Roche have now announced plans for the GENERATION HD2 Phase II study that aims to recruit 360 participants aged between 25 and 50 with prodromal or early-manifest HD. Participants will receive a lower dose of tominersen (60 mg or 100 mg) every 16 weeks. It will be a randomized, placebo-controlled, double-blind trial lasting at least 16 months, and the safety and efficacy of tominersen will be reviewed every 4-6 months. Recruitment for GENERATION HD2 is now open.⁶

The failure of GENERATION HD1 as well as similar clinical trials such as the PRECISION HD (NCT03225833) and VIBRANT HD (NCT05111249) has thrown into question the clinical efficacy of HTT lowering approaches. However, given the demonstrable role of mHTT in HD pathogenesis and results from the post-hoc analyses of GENERATION HD1, GENERATION HD2 may provide insight into not only why this type of approach has failed in the past, but how it might still be of clinical value.

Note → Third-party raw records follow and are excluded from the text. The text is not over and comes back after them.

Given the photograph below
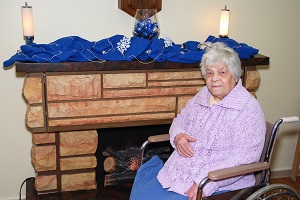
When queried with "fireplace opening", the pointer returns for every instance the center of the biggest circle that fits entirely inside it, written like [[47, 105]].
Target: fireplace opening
[[126, 138]]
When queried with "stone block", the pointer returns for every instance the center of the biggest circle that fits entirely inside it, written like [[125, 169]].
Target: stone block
[[111, 107], [44, 183], [105, 121], [182, 101], [174, 75], [176, 83], [33, 90], [86, 162], [151, 92], [124, 80], [35, 117], [82, 181], [43, 157], [78, 142], [71, 87], [43, 138]]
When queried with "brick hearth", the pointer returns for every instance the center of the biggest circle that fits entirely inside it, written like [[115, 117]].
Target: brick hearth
[[68, 102]]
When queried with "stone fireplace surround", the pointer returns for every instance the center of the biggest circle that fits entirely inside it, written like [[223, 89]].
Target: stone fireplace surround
[[68, 103]]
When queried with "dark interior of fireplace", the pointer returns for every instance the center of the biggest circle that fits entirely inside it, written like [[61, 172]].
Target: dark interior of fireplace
[[122, 138]]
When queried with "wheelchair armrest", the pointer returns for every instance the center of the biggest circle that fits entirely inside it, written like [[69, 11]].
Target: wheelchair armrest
[[159, 138], [237, 171], [230, 173]]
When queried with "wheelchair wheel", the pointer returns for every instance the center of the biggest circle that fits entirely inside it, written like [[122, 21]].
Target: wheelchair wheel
[[275, 191]]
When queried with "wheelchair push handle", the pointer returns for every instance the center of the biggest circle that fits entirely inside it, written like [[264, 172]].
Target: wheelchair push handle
[[290, 119]]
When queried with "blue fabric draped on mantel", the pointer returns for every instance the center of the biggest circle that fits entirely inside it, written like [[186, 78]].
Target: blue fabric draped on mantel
[[120, 48]]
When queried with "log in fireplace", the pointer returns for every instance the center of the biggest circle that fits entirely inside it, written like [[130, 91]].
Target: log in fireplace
[[70, 103]]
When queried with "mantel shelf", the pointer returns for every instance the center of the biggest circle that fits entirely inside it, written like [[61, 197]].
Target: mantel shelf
[[121, 65]]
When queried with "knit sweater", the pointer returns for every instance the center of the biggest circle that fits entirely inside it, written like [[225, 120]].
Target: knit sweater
[[229, 133]]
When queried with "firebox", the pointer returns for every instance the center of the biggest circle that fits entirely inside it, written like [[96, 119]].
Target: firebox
[[120, 169]]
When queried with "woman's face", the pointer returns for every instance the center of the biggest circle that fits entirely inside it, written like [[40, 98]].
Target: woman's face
[[220, 81]]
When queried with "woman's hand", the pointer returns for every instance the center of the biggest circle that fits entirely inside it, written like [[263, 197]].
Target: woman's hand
[[183, 147], [192, 192]]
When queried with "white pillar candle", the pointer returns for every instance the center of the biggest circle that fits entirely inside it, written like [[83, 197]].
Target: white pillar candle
[[27, 20], [224, 22]]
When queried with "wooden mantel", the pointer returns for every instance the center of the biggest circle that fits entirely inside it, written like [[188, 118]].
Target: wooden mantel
[[121, 65], [67, 103]]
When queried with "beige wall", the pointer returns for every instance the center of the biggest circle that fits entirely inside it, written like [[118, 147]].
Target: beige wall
[[272, 26]]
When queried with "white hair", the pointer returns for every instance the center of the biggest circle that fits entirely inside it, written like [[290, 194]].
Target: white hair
[[219, 53]]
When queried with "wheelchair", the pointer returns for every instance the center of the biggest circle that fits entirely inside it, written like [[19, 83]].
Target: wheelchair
[[262, 190]]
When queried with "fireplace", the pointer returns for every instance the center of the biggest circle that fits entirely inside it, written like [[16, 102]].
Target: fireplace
[[121, 169], [69, 104]]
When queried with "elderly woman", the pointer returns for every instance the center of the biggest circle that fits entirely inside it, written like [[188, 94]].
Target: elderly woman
[[223, 125]]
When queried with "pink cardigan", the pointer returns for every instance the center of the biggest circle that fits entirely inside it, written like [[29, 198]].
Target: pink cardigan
[[229, 133]]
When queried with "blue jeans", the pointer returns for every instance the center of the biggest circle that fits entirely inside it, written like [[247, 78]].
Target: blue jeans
[[147, 187]]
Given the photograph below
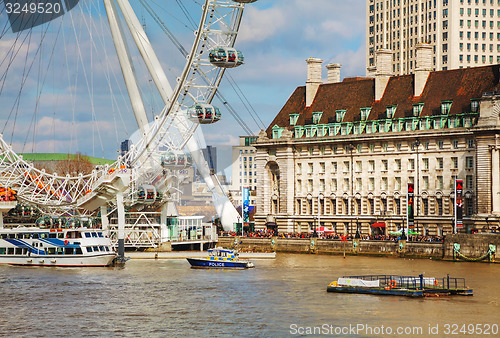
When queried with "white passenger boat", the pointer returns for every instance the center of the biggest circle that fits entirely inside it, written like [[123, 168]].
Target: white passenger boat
[[67, 247]]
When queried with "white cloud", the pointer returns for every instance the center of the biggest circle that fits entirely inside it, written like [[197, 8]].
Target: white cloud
[[259, 25]]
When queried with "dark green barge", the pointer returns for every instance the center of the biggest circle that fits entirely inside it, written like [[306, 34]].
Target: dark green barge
[[408, 286]]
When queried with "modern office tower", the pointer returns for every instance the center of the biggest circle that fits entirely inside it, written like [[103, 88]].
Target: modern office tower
[[462, 33]]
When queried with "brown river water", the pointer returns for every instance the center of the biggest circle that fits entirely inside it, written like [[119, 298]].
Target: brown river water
[[279, 298]]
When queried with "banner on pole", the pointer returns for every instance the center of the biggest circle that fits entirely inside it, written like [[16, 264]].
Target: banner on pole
[[410, 198], [459, 187]]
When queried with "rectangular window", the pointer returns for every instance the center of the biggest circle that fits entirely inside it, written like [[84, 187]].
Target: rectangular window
[[439, 183], [439, 208], [440, 163], [469, 183], [385, 165], [398, 164], [359, 166], [371, 182], [384, 183], [411, 164], [426, 163], [425, 182]]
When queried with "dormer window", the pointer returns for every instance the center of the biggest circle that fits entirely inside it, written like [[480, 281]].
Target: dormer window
[[365, 112], [390, 111], [277, 132], [417, 109], [445, 107], [340, 113], [317, 117], [474, 106]]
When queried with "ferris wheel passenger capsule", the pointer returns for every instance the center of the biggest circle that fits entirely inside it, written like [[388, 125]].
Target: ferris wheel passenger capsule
[[204, 114], [226, 57]]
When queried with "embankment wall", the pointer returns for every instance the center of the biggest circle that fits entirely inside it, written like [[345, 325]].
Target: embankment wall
[[471, 247]]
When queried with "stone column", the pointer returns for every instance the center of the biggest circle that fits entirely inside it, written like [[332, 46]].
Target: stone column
[[495, 180], [104, 218]]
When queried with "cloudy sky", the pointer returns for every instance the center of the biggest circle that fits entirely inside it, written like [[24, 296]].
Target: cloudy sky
[[75, 71]]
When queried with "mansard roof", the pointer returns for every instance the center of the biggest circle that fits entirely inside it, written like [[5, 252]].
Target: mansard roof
[[459, 86]]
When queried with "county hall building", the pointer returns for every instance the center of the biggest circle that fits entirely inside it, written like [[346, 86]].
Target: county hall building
[[340, 154]]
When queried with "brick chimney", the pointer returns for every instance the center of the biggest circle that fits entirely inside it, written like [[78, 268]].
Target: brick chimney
[[333, 72], [423, 67], [383, 72], [313, 79]]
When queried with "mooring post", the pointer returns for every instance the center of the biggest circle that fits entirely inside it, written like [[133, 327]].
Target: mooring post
[[121, 226]]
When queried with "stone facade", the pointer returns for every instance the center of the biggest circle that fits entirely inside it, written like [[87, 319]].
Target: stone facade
[[345, 161]]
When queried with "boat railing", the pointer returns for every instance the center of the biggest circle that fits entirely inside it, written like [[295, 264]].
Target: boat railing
[[452, 283], [404, 282]]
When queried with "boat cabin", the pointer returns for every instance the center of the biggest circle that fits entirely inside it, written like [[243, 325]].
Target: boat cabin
[[226, 57]]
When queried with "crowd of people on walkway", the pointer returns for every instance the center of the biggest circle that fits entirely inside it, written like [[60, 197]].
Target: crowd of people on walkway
[[268, 233]]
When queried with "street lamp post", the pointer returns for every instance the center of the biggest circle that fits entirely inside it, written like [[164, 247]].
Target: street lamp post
[[416, 144], [351, 148]]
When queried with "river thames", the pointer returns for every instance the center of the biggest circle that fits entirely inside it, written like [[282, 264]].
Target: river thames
[[282, 297]]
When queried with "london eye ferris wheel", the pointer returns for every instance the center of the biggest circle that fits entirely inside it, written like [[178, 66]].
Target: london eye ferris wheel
[[80, 76]]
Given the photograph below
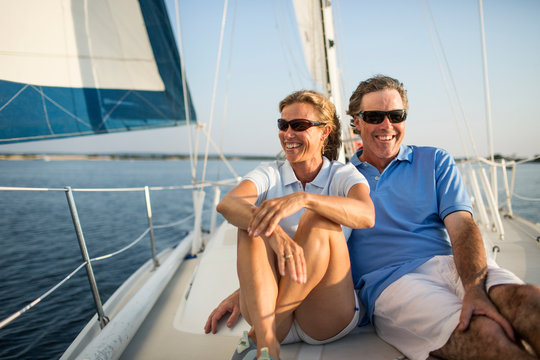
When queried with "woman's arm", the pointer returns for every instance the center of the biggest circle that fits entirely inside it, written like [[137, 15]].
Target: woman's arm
[[355, 211], [237, 205]]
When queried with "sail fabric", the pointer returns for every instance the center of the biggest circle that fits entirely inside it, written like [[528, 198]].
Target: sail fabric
[[308, 17], [80, 67]]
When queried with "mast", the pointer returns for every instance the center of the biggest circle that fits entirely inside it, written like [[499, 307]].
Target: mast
[[333, 88]]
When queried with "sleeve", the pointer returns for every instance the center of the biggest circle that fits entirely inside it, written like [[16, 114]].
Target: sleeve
[[261, 177], [451, 192], [345, 178]]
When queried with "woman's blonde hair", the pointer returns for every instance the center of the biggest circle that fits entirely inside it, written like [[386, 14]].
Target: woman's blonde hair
[[327, 114]]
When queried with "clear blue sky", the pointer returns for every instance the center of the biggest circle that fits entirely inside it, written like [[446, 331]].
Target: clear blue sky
[[389, 37]]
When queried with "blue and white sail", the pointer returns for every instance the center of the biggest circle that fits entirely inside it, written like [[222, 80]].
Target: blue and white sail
[[81, 67]]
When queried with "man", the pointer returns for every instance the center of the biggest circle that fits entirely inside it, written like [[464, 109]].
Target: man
[[421, 271]]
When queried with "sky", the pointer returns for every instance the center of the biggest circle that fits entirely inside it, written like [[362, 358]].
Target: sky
[[262, 62]]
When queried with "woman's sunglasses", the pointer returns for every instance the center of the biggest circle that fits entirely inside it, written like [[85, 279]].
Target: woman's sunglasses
[[377, 117], [297, 124]]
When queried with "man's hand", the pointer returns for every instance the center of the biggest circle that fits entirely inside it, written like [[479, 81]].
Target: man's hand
[[477, 302], [230, 304]]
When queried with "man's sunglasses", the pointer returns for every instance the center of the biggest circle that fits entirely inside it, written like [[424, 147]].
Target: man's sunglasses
[[297, 124], [377, 117]]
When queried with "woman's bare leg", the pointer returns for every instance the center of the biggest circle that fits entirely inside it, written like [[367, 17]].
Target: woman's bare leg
[[325, 304], [258, 289]]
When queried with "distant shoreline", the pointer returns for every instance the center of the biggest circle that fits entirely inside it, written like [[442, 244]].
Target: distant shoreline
[[111, 157]]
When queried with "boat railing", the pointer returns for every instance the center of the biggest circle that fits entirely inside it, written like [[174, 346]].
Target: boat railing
[[197, 188], [485, 191]]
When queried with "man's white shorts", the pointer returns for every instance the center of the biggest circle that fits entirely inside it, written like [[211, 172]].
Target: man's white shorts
[[418, 312]]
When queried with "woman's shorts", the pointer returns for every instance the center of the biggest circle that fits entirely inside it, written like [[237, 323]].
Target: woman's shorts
[[296, 334]]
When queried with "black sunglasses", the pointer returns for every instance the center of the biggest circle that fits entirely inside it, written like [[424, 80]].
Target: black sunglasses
[[377, 117], [297, 124]]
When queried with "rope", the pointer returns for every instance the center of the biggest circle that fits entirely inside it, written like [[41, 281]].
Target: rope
[[525, 198], [15, 315]]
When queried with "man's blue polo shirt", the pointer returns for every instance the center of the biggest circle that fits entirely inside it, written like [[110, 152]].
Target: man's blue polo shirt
[[412, 196]]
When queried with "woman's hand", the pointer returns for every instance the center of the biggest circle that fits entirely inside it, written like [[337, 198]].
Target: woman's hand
[[290, 256], [266, 217]]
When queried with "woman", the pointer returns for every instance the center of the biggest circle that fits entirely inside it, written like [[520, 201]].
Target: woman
[[292, 260]]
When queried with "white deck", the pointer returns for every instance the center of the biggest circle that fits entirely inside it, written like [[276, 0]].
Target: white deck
[[174, 327]]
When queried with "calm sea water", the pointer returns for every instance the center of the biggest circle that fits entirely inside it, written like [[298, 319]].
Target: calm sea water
[[39, 247]]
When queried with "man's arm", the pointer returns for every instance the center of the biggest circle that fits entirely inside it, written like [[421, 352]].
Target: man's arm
[[470, 259]]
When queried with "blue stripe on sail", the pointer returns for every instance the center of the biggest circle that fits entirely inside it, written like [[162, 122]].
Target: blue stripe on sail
[[29, 112]]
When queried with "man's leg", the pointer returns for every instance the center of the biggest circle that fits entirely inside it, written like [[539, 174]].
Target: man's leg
[[484, 339], [520, 305]]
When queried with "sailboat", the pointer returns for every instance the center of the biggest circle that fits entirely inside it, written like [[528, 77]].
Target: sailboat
[[160, 311]]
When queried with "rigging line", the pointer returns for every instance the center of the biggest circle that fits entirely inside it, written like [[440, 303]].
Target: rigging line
[[454, 86], [441, 70], [149, 103], [61, 107], [184, 88], [524, 197], [486, 81], [214, 91], [13, 97], [179, 222], [227, 85], [527, 160], [122, 249], [221, 156], [107, 116], [286, 46], [45, 112], [15, 315]]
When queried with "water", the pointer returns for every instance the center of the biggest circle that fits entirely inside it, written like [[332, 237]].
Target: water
[[39, 246]]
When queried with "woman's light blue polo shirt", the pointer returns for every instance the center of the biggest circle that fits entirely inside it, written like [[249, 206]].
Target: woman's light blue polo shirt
[[411, 197], [276, 179]]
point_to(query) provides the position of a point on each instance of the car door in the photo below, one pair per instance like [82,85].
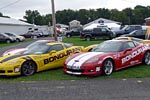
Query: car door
[129,54]
[55,56]
[97,32]
[139,34]
[2,38]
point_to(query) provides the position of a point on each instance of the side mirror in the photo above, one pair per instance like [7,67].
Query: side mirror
[128,49]
[53,51]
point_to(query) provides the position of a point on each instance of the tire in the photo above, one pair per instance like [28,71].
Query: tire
[146,58]
[68,35]
[8,41]
[110,36]
[88,38]
[108,67]
[17,40]
[28,68]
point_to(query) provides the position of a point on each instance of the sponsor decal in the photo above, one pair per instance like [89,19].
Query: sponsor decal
[61,55]
[134,54]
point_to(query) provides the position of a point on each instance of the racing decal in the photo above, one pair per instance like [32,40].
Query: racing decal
[134,54]
[61,55]
[79,60]
[11,57]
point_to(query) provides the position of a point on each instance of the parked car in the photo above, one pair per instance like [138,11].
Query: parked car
[22,50]
[38,58]
[133,39]
[109,56]
[136,33]
[18,37]
[127,29]
[6,38]
[31,34]
[99,32]
[73,32]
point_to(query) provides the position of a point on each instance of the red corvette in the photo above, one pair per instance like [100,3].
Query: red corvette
[107,57]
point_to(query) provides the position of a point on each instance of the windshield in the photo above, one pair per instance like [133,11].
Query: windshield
[38,49]
[34,44]
[124,28]
[133,32]
[108,46]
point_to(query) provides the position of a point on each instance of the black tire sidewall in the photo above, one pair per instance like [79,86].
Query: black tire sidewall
[22,73]
[103,67]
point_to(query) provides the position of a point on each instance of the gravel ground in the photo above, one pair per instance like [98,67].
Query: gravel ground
[101,89]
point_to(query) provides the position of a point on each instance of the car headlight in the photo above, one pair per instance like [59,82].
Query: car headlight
[69,58]
[93,60]
[13,62]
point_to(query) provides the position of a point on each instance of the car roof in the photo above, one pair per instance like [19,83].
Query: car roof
[119,40]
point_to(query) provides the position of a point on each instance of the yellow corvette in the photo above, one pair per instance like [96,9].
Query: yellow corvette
[37,58]
[133,39]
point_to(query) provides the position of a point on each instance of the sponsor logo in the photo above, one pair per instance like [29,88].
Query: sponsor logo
[134,54]
[61,55]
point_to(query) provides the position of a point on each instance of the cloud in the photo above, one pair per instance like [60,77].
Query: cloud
[17,10]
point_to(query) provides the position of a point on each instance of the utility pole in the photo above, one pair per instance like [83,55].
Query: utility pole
[54,20]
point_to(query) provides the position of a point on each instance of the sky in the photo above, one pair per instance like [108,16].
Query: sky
[16,8]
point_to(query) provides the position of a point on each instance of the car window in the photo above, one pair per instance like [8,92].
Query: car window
[131,44]
[67,45]
[56,47]
[108,46]
[103,30]
[96,29]
[38,49]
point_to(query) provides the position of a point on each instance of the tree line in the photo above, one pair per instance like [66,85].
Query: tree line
[126,16]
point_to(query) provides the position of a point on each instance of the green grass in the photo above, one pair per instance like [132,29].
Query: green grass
[139,71]
[3,44]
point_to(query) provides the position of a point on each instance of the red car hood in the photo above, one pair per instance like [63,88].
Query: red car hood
[14,51]
[83,57]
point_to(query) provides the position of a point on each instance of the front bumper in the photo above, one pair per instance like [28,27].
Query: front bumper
[9,71]
[86,72]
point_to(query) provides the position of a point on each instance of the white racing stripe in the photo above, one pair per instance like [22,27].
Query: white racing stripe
[82,58]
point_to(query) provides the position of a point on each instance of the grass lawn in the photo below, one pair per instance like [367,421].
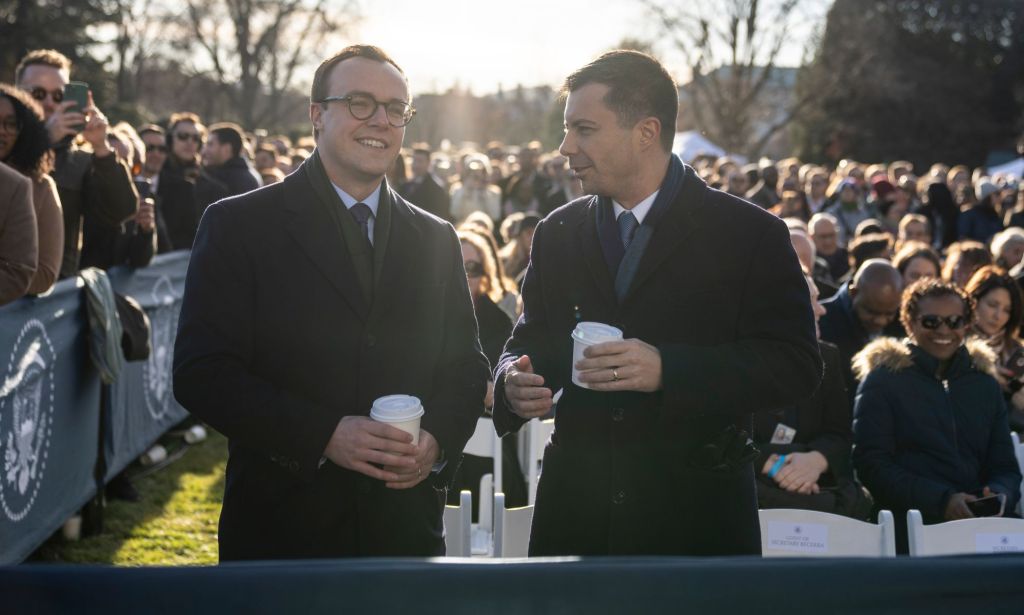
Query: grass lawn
[173,524]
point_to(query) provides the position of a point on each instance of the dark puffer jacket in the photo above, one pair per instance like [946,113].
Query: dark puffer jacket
[919,439]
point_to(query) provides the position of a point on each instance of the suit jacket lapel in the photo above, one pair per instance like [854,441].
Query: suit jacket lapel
[671,232]
[593,253]
[317,235]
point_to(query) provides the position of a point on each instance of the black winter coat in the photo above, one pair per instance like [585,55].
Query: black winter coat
[919,439]
[625,473]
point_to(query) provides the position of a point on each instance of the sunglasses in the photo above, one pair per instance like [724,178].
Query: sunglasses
[41,94]
[932,322]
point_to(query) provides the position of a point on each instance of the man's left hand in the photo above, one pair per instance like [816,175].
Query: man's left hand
[95,129]
[627,365]
[426,455]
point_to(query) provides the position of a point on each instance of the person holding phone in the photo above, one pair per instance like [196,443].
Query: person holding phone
[999,309]
[94,184]
[930,424]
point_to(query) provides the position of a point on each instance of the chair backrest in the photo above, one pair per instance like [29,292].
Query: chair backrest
[988,534]
[457,526]
[1019,451]
[485,443]
[511,529]
[538,434]
[788,532]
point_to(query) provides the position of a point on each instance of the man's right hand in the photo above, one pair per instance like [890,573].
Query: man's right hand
[524,390]
[956,507]
[64,123]
[359,442]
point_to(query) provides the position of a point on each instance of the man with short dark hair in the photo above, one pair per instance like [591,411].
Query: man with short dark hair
[95,187]
[222,160]
[662,421]
[425,189]
[307,300]
[860,312]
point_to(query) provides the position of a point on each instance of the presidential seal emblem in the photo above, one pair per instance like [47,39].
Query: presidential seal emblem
[157,369]
[26,419]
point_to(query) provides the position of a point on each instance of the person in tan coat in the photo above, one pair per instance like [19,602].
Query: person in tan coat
[17,234]
[25,147]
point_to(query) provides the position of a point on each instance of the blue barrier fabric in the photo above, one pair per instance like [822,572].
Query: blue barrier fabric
[141,406]
[49,416]
[988,584]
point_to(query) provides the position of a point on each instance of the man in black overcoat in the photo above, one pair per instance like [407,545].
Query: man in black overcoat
[307,300]
[654,457]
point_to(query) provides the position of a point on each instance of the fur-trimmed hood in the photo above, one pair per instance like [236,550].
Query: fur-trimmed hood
[895,355]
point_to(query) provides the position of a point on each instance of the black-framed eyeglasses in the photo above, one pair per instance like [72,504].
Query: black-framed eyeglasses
[932,321]
[363,106]
[40,93]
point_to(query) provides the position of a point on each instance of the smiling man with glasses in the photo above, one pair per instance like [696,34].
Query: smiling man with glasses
[94,185]
[305,301]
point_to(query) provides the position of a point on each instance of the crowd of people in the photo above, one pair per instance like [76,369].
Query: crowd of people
[914,279]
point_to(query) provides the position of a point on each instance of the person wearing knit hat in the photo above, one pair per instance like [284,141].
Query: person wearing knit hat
[847,204]
[985,188]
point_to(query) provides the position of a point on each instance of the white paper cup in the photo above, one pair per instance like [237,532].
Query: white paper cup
[588,334]
[153,456]
[401,411]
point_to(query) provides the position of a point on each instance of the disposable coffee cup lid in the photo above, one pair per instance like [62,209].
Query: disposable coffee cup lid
[596,333]
[395,408]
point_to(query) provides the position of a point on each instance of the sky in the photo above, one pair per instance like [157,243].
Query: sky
[440,43]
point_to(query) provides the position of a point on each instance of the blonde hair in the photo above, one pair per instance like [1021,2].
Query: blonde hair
[494,288]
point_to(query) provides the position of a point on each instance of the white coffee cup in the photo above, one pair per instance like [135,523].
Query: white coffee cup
[401,411]
[588,334]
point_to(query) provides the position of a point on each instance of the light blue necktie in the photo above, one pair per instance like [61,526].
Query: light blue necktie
[627,228]
[361,213]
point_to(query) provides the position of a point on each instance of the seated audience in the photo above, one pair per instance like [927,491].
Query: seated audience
[963,259]
[931,429]
[25,147]
[997,323]
[860,312]
[916,260]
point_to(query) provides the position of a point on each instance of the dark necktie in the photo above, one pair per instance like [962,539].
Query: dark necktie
[360,213]
[627,228]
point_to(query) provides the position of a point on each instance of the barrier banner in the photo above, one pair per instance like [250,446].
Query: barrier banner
[49,416]
[141,405]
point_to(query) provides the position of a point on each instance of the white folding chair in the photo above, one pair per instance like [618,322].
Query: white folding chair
[511,529]
[457,526]
[788,532]
[987,534]
[1019,451]
[485,443]
[531,453]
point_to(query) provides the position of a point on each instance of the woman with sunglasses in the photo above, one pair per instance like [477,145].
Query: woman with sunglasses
[25,146]
[997,324]
[930,428]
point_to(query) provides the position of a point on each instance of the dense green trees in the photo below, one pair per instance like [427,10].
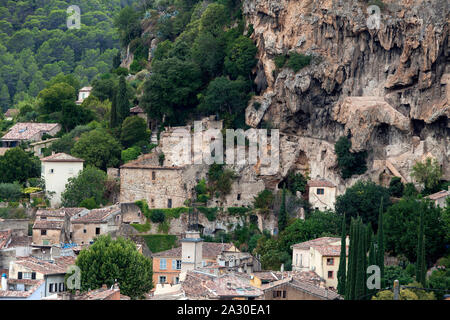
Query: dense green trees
[98,148]
[134,130]
[363,199]
[90,183]
[349,163]
[401,226]
[107,261]
[36,44]
[18,165]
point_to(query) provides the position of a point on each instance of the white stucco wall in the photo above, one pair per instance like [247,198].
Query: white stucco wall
[56,181]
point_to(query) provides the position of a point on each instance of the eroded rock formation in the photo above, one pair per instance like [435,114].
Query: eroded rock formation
[389,86]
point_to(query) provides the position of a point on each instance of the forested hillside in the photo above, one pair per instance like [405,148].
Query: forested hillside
[36,45]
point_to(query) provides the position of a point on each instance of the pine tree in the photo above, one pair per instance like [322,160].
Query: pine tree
[342,272]
[380,244]
[123,104]
[282,215]
[421,263]
[113,121]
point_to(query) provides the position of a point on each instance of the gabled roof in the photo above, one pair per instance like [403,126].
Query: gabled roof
[321,183]
[61,157]
[97,215]
[326,246]
[136,109]
[5,237]
[27,130]
[210,250]
[48,224]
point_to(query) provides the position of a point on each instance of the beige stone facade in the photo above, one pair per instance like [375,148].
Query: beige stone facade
[320,255]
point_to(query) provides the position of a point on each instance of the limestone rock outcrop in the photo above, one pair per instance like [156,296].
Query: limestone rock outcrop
[389,85]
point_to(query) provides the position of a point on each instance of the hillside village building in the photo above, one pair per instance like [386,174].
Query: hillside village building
[56,171]
[321,194]
[52,272]
[84,228]
[440,198]
[320,255]
[28,131]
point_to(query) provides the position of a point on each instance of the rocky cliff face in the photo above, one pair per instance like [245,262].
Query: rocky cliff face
[389,86]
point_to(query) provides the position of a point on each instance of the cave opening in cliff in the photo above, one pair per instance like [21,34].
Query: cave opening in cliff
[418,126]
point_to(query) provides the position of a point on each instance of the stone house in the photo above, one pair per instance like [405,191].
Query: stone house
[23,290]
[85,228]
[168,265]
[28,131]
[160,186]
[131,213]
[52,272]
[56,171]
[321,194]
[39,146]
[11,113]
[51,227]
[320,255]
[199,285]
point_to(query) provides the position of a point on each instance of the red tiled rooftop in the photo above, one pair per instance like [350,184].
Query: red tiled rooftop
[61,157]
[48,224]
[210,250]
[59,266]
[5,237]
[27,130]
[320,183]
[97,215]
[439,195]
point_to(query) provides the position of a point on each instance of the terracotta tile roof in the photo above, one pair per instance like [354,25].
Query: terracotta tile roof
[48,224]
[439,195]
[11,113]
[59,266]
[27,130]
[321,183]
[326,246]
[57,213]
[136,109]
[202,285]
[97,215]
[210,250]
[17,241]
[5,237]
[61,157]
[22,294]
[3,151]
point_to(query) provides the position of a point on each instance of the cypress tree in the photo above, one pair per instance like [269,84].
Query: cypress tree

In a letter to the HD community, Roche stated, “We had hoped that GENERATION HD1 would meet its primary objectives…but we are encouraged that there is a path forward to continue tominersen research in a subset of patients.” ⁷

Written by Katie Long

Reviewed by Juliet Lawrence

References:

1. Tabrizi S, Leavitt B, Landwehrmeyer B, et al. Targeting Huntingtin Expression in Patients with Huntington’s Disease. N Engl J Med. Jun 2019; 380(24):2307-2316.
2. Ionis Pharmaceuticals, Inc. Safety, Tolerability, Pharmacokinetics, and Pharmacodynamics of ISIS 443139 in Participants With Early Manifest Huntington’s Disease. ClinicalTrials.gov identifier: NCT025190363. Accessed: 16 January 2023.
3. Schobel S. Preliminary Results from GENERATION HD1, a Phase III trial of tominersen in individuals with manifest HD. April 2021. Accessed: 16 January 2023.
4. Boak L & McColgan P. Understanding the treatment and post-treatment effects of tominersen in the Phase III GENERATION HD1 study. March 2022. Accessed: 17 January 2023.
5. European Huntington Association. Generation HD1 – What does the data tell us? [Webinar]. Jan 2022. Accessed: 17 January 2023.
6. Roche & Genentech. Roche-Genentech Global HD Community Letter. January 2023. Accessed: 17 January 2023.
7. Roche & Genentech. Roche-Genentech HD Community Letter. January 2022. Accessed: 17 January 2023.